The girl had also been seen at the Hitch 'N' Post truck stop, which no longer exists, where she asked a waitress to draw her a map to the same prison unit. The waitress asked her age and expressed her doubts when the girl said she was nineteen. After the waitress asked where the girl's parents were, she was given the answer "who cares," which indicated that the Jane Doe was a runaway who was angry at her parents. The waitress also stated that the girl could have been from the towns of Aransas Pass or Rockport, both of which are located in Texas.

Debbie  McCall compared to a reconstruction of the Jane Doe
I personally am blown away that no missing girls were reported missing from either location that bore a resemblance to the victim. In fact, there are no missing girls from Texas at the time period that the Walker County Jane Doe was found that match her description. Those who did have long since been eliminated from the case as potential identities.

Awhile back, I came across the case of Deborah "Debbie" McCall from Downers Grove, Illinois. She has been missing nearly a year before the unidentified body was found. She matched the physical description, apart from eye color and even wore a gold chain around her neck, like the victim. The difference in eye color could be due to a mistake made by either the medical examiner or by the missing person report as well as clouding that may have occurred in the eyes after death, which does happen. Sometimes, eyes change color due to lighting, as I experience myself, as my eyes are blue but have turned green in bright sunlight.

Second comparison (middle image by Karen T. Taylor)

Debbie has been excluded from the case, yet I still believe there could be a chance that she could have been accidentally ruled out, as I've seen such a thing happen before. I'm not sure what method was used for the exclusion, but I believe that DNA should be compared between the two if it hasn't been already, as this method is the most precise way to exclude individuals.
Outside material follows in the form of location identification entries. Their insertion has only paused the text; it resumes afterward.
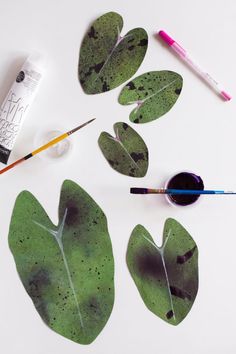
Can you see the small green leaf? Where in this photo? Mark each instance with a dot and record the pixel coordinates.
(166, 276)
(67, 269)
(126, 153)
(154, 92)
(106, 59)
I hope one day I'll be able to call this girl by her real name. I know thirty-four years is a long time, but old cases aren't hopeless. Most recently, the case of Tammy Alexander, which I've written about before was solved after thirty-five years. Another includes a man, Robert Daniel Corriveau, identified forty-four years after his death in 1968.

One thing that everyone needs to realize is that missing people need to be reported. Countless cases have been solved after someone makes the decision to file a report years and sometimes decades late. If you've lost touch with a friend: look for them on the web. If you're estranged from a family member whom nobody has heard from in a long period of time, do the same. If all else fails, file a report. You might just put to rest a mystery that appears unsolvable.